Bereits zuhause hatte ich auf OpenStreetMap gesehen, dass zwischen Wasserbillig und Luxemburg Stadt ein recht hügeliges Gelände vorherrscht und die Radwegführungen auf der Karte recht verwirrend wirken. Daher hatte ich schon damals mit dem Gedanken gespielt, diese Strecke mit der Bahn zurückzulegen. Die schmerzende Hand war ein weiteres Argument pro Bahn. Dennoch beschloss ich, zuerst einmal zu schauen, ob ich in Wasserbillig eine Radwegbeschilderung nach Luxemburg finden könne. Da dies nicht der Fall war, nahm ich um die Mittagszeit den nächsten Zug nach Luxemburg. Ich ging zu dem im Gegensatz zu deutschen Bahnhöfen dieser Größenordnung vorhandenen Schalter, um einen Fahrschein für mich und das Rad zu kaufen. Als ich den Preis hörte, traute ich kaum meinen Ohren. Das Fahrrad sei in Luxemburg generell gratis und für mich koste es zwei Euros. Später erfuhr ich, dass ganz Luxemburg einen Verkehrsverbund bildet.

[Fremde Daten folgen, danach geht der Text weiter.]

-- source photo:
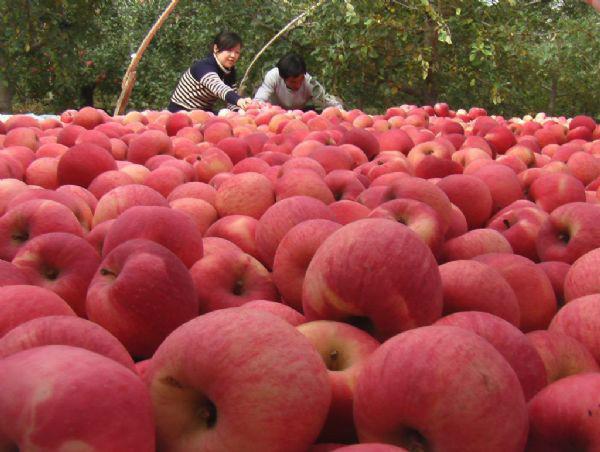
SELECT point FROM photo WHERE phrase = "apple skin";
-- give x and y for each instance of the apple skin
(512, 344)
(140, 293)
(565, 416)
(471, 195)
(472, 286)
(550, 191)
(344, 350)
(376, 273)
(521, 227)
(440, 388)
(227, 277)
(424, 191)
(418, 216)
(557, 273)
(64, 330)
(280, 218)
(583, 278)
(346, 211)
(303, 182)
(199, 190)
(562, 354)
(475, 243)
(33, 218)
(60, 262)
(531, 286)
(82, 163)
(580, 319)
(365, 447)
(119, 199)
(503, 183)
(11, 275)
(110, 410)
(287, 313)
(571, 231)
(285, 384)
(168, 227)
(21, 303)
(248, 194)
(344, 184)
(76, 204)
(238, 229)
(9, 188)
(294, 253)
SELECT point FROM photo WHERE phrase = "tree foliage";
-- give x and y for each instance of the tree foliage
(509, 56)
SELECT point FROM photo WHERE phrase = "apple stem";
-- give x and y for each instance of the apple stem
(238, 287)
(208, 413)
(106, 272)
(334, 364)
(21, 236)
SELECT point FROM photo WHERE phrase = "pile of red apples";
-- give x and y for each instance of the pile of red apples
(420, 280)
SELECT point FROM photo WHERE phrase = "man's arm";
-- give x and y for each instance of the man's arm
(267, 89)
(320, 97)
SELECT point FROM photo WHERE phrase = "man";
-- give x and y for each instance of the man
(291, 87)
(212, 78)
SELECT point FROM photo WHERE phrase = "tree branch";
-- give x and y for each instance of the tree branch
(130, 74)
(274, 38)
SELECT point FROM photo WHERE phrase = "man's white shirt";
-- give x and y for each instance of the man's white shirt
(274, 91)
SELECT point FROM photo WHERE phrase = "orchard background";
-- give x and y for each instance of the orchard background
(511, 57)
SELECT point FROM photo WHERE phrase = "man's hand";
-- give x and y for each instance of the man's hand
(244, 102)
(594, 3)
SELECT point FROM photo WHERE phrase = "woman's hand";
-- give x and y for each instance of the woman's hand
(244, 102)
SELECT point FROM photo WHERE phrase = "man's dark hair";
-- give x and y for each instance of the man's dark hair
(291, 65)
(227, 40)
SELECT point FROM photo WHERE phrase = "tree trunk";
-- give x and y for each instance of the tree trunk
(553, 95)
(6, 92)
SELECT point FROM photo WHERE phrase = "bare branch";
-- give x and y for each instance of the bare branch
(130, 74)
(274, 38)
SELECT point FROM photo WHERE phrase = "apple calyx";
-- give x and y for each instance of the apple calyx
(50, 273)
(238, 287)
(107, 272)
(20, 236)
(414, 441)
(207, 412)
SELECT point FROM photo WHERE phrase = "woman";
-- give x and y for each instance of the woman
(211, 79)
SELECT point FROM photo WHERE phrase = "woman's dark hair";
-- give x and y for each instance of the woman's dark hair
(227, 40)
(291, 65)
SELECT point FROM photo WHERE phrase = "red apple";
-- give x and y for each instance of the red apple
(102, 405)
(375, 273)
(61, 262)
(280, 218)
(344, 350)
(473, 286)
(168, 227)
(294, 253)
(64, 330)
(562, 355)
(531, 286)
(462, 406)
(512, 344)
(571, 230)
(227, 277)
(202, 406)
(580, 319)
(141, 293)
(564, 416)
(31, 219)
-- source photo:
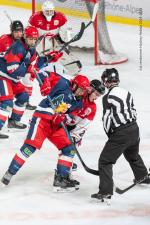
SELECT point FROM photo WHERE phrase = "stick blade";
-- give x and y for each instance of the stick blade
(95, 11)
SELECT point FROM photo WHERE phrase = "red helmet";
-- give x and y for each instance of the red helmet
(81, 81)
(31, 32)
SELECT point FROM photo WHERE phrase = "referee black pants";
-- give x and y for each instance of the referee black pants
(124, 140)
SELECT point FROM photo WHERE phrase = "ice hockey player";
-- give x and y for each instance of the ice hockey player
(54, 25)
(86, 115)
(6, 41)
(119, 121)
(66, 97)
(17, 61)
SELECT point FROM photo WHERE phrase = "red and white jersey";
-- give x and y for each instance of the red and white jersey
(39, 21)
(84, 118)
(6, 41)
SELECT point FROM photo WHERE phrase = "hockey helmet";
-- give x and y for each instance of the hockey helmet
(31, 32)
(81, 81)
(110, 75)
(98, 86)
(16, 25)
(48, 9)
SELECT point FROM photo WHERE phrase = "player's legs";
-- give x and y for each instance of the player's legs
(22, 98)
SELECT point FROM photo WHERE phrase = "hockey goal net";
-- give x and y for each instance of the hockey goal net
(95, 36)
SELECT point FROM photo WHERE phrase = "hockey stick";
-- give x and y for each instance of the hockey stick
(7, 15)
(89, 170)
(80, 33)
(122, 191)
(75, 38)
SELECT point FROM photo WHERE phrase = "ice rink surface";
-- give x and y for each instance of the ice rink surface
(29, 198)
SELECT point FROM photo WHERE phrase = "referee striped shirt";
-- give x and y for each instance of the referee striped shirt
(118, 109)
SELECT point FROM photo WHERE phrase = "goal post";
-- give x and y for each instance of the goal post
(96, 36)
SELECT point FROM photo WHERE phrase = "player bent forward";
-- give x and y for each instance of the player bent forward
(67, 97)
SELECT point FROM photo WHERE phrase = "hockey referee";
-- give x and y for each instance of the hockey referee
(119, 121)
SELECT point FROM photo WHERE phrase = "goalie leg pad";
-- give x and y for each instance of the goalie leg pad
(71, 64)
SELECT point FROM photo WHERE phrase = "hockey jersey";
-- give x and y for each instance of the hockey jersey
(60, 94)
(6, 41)
(16, 60)
(83, 119)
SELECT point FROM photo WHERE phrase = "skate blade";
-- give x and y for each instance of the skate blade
(104, 202)
(64, 190)
(15, 130)
(2, 185)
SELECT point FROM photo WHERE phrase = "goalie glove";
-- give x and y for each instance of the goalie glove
(54, 56)
(45, 87)
(77, 137)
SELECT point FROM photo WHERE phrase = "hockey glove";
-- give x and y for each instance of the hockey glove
(76, 142)
(45, 87)
(54, 56)
(33, 70)
(58, 118)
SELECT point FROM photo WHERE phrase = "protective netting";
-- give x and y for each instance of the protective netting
(78, 11)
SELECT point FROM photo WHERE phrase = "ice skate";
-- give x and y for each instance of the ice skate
(14, 125)
(3, 136)
(102, 198)
(64, 184)
(6, 178)
(30, 107)
(74, 167)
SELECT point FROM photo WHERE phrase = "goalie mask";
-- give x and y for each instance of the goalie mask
(110, 76)
(48, 10)
(80, 85)
(96, 85)
(16, 28)
(31, 35)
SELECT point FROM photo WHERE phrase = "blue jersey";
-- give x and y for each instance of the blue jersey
(61, 93)
(16, 60)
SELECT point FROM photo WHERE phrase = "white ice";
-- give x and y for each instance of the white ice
(29, 198)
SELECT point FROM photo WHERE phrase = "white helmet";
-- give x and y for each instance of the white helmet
(48, 9)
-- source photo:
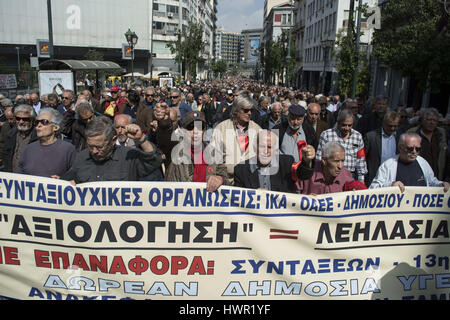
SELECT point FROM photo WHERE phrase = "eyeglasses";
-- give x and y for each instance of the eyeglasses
(91, 147)
(23, 119)
(44, 122)
(411, 149)
(87, 119)
(191, 127)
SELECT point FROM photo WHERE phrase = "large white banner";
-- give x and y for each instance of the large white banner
(141, 240)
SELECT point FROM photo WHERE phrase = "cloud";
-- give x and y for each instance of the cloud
(236, 15)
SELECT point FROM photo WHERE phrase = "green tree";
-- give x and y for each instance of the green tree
(274, 60)
(414, 39)
(94, 55)
(188, 52)
(219, 67)
(345, 55)
(348, 60)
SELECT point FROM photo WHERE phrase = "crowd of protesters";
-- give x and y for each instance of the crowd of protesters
(236, 132)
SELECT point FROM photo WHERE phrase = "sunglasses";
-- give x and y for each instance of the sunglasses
(44, 122)
(23, 119)
(191, 127)
(411, 149)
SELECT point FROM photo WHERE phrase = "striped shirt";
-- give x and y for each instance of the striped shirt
(353, 146)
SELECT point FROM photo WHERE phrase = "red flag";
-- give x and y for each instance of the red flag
(300, 144)
(361, 154)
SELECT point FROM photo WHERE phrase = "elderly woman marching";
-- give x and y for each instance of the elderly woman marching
(49, 156)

Und in diesem gibt es die günstigste Karte für zwei Stunden im gesamten Verbundgebiet um eben zwei Euro. Eine Fahrt mit der Straßenbahn in der Hauptstadt kostet somit gleich viel wie meine fünfzigminütige Fahrt mit der Eisenbahn. Von Trier hätte ich übrigens für eine 15 Kilometer längere Strecke 19,60 Euro bezahlt und eventuell noch eine internationale Fahrradkarte um zehn Euro benötigt. Nebenbei: Die Fähre Oberbillig – Wasserbillig wäre in Betrieb gewesen.

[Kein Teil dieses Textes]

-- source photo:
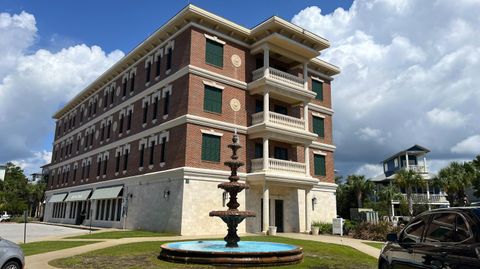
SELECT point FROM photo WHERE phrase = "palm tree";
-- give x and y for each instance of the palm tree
(360, 187)
(408, 179)
(389, 193)
(454, 179)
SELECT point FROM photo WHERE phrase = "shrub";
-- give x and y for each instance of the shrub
(324, 228)
(374, 232)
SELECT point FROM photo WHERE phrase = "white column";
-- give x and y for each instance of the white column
(265, 154)
(266, 209)
(266, 107)
(307, 161)
(305, 116)
(308, 211)
(406, 160)
(305, 76)
(266, 60)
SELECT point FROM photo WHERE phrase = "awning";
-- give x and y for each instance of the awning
(78, 196)
(106, 193)
(57, 198)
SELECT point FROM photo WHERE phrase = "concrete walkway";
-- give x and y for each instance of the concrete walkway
(40, 261)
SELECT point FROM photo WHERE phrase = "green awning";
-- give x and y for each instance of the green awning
(57, 198)
(106, 193)
(78, 196)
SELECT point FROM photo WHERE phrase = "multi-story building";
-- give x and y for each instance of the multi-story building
(413, 158)
(143, 146)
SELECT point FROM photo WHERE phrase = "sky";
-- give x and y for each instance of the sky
(409, 69)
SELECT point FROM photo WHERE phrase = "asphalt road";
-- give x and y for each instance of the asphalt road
(35, 231)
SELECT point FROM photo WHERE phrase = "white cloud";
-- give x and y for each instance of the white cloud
(409, 68)
(34, 84)
(470, 145)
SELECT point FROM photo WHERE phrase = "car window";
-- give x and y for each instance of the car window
(413, 232)
(461, 231)
(441, 228)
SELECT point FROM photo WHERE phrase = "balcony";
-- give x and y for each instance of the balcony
(279, 166)
(282, 85)
(280, 127)
(279, 119)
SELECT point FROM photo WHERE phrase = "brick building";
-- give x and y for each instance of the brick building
(143, 146)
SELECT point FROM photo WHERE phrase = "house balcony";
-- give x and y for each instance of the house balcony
(280, 127)
(422, 198)
(281, 85)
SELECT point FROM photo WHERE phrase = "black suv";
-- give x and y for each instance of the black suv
(441, 238)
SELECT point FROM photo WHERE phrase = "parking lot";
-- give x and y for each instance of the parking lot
(35, 231)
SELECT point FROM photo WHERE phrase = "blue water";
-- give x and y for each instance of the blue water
(219, 246)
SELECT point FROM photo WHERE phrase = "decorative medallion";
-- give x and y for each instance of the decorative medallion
(235, 105)
(236, 61)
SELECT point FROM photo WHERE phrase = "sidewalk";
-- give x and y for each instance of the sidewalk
(40, 261)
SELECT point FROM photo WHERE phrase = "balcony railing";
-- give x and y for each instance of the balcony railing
(420, 198)
(281, 166)
(279, 76)
(279, 119)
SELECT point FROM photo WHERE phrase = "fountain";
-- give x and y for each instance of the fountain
(232, 252)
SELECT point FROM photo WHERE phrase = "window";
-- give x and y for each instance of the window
(117, 162)
(413, 233)
(280, 153)
(317, 87)
(210, 148)
(258, 150)
(145, 112)
(142, 153)
(125, 160)
(280, 109)
(166, 104)
(441, 228)
(169, 58)
(214, 53)
(157, 67)
(319, 165)
(152, 153)
(129, 120)
(212, 101)
(258, 106)
(155, 108)
(147, 72)
(162, 149)
(319, 126)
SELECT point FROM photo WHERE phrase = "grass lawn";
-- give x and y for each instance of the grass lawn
(144, 255)
(119, 234)
(375, 245)
(47, 246)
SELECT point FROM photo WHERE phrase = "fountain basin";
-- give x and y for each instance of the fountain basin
(248, 253)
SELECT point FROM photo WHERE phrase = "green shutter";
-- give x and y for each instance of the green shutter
(319, 126)
(210, 148)
(212, 100)
(317, 87)
(319, 163)
(214, 53)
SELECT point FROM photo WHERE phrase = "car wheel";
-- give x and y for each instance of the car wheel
(384, 265)
(11, 265)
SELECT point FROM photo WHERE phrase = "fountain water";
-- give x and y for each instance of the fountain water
(234, 252)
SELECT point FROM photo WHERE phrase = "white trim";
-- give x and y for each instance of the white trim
(211, 132)
(215, 39)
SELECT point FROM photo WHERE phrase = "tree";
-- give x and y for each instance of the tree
(14, 190)
(454, 179)
(408, 179)
(360, 187)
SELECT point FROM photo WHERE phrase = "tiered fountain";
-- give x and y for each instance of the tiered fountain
(233, 252)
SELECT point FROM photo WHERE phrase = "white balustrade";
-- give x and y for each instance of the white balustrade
(277, 165)
(280, 76)
(280, 119)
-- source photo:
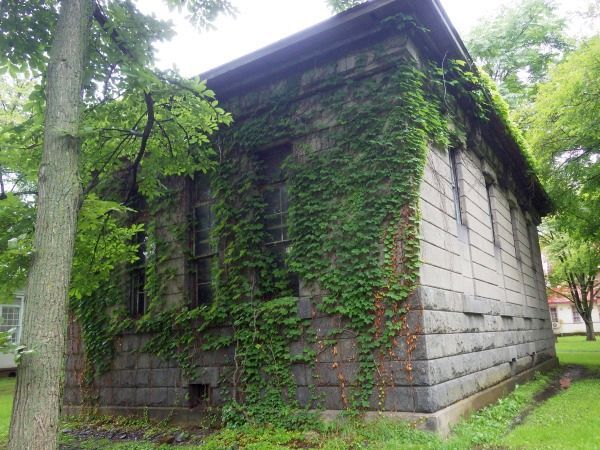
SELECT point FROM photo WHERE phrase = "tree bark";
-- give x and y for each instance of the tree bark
(38, 396)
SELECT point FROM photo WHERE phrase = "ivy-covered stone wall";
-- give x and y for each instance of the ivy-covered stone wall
(400, 306)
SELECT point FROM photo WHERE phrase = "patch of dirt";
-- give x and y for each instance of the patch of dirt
(560, 382)
(116, 435)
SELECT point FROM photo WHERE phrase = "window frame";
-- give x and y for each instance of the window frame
(202, 197)
(453, 156)
(554, 314)
(280, 246)
(575, 314)
(137, 279)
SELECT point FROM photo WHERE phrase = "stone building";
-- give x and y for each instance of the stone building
(476, 322)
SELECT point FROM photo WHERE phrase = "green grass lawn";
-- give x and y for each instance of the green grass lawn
(576, 350)
(569, 420)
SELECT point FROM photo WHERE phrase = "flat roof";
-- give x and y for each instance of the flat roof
(304, 47)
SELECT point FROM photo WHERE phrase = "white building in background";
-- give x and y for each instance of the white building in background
(566, 319)
(12, 319)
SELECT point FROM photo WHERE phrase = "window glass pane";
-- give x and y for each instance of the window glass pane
(203, 294)
(455, 189)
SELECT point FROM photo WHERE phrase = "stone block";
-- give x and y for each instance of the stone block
(205, 375)
(142, 377)
(341, 350)
(164, 377)
(123, 361)
(335, 373)
(302, 374)
(144, 361)
(303, 396)
(130, 343)
(72, 395)
(125, 397)
(305, 310)
(476, 305)
(126, 378)
(152, 397)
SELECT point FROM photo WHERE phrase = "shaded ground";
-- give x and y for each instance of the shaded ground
(560, 411)
(560, 381)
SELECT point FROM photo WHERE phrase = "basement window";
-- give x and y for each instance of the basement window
(199, 395)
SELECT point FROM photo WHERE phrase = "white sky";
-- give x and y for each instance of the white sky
(262, 22)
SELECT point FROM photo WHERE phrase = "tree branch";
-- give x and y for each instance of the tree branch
(145, 136)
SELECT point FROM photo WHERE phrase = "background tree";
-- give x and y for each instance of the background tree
(517, 45)
(565, 134)
(573, 272)
(95, 70)
(342, 5)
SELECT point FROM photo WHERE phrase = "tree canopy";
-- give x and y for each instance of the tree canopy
(517, 46)
(100, 112)
(565, 133)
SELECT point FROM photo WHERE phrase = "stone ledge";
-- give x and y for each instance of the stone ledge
(442, 421)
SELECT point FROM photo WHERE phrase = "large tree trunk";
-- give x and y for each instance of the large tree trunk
(36, 411)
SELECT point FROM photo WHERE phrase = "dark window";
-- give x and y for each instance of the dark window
(489, 187)
(203, 250)
(276, 213)
(514, 221)
(553, 315)
(455, 189)
(199, 395)
(576, 316)
(137, 294)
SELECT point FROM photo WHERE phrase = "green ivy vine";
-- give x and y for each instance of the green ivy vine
(353, 221)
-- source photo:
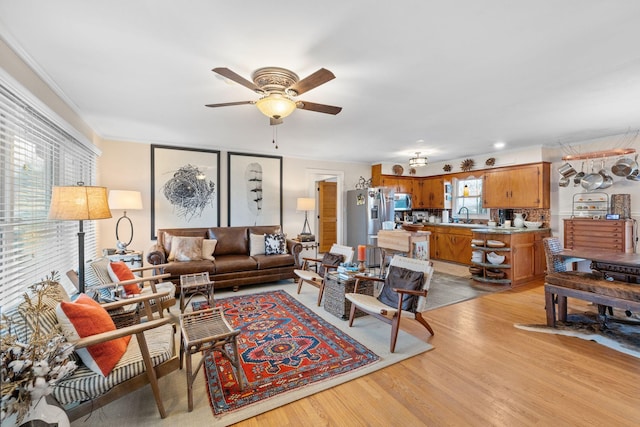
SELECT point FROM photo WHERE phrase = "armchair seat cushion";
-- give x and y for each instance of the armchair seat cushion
(84, 384)
(371, 304)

Das Großherzogtum Luxemburg hat eine sehr wechselvolle Geschichte und ist seit 1867 ein souveräner und unabhängiger Staat. Staatsform ist eine parlamentarische Monarchie, die Krone ist innerhalb der Familie Nassau erblich. Seine Fläche entspricht mit knapp 2.600 km² etwa jener des österreichischen Bundeslandes Vorarlberg. Das Land hat etwa 620.000 Einwohner, von denen knapp 50 % Ausländer sind. Das kleine Land hat drei Amtssprachen, Deutsch, Französisch und das zumeist nur mündlich verwendete Letzebürgisch, eine westmitteldeutsche Sprachvarietät. Die Wirtschaft ist sehr stark dienstleistungsorientiert mit den Schwerpunkten Finanzwesen und internationale Institutionen.

Nach der Ankunft in Luxemburg Stadt suchte ich nach einem schnellen Mittagessen die örtliche Touristeninformation. Die Orientierung ist zur Zeit sehr schwierig, da eine lange Straßenbahnbaustelle praktisch die ganze Innenstadt durchzieht und Radwege häufig im Nichts enden. Zufälligerweise erspähte ich einen Wegweiser für Fußgänger zur City Tourist Office. Ich wandte mich deshalb an sie, weil das Angebot auf Booking recht spärlich war und ich in dieser chaotischen Stadt möglichst wenig mit dem Fahrrad herumkurven wollte. Zuerst wollte mir die Dame am Schalter ausgesprochen teure Unterkünfte vermitteln und schickte mich dann zu einem verdächtig billigen Zimmer über einer Pizzeria im nächsten Bahnhofsumfeld. Dort gab es keine sichere Unterbringungsmöglichkeit für mein Fahrrad, weshalb ich höflich ablehnte.

Aber genau gegenüber war eines der mittelpreisigen Hotels von Booking, wo ich ein recht großes Einzelbettzimmer bekam. Mit dem äußerst amüsanten älteren Rezeptionisten Gianni hatte ich köstliche Unterhaltungen. Er erzählte mir, dass er bereits seit 53 Jahren jedes Jahr aus seiner Heimat Udine hierher zum Arbeiten kommt. Das Fahrrad konnte ich in einer Tiefgarage einstellen, was im Bahnhofsviertel wichtig war, in dem auffällig viele Bettler, Betrunkene und offensichtlich Rauschgiftsüchtige herumlungerten.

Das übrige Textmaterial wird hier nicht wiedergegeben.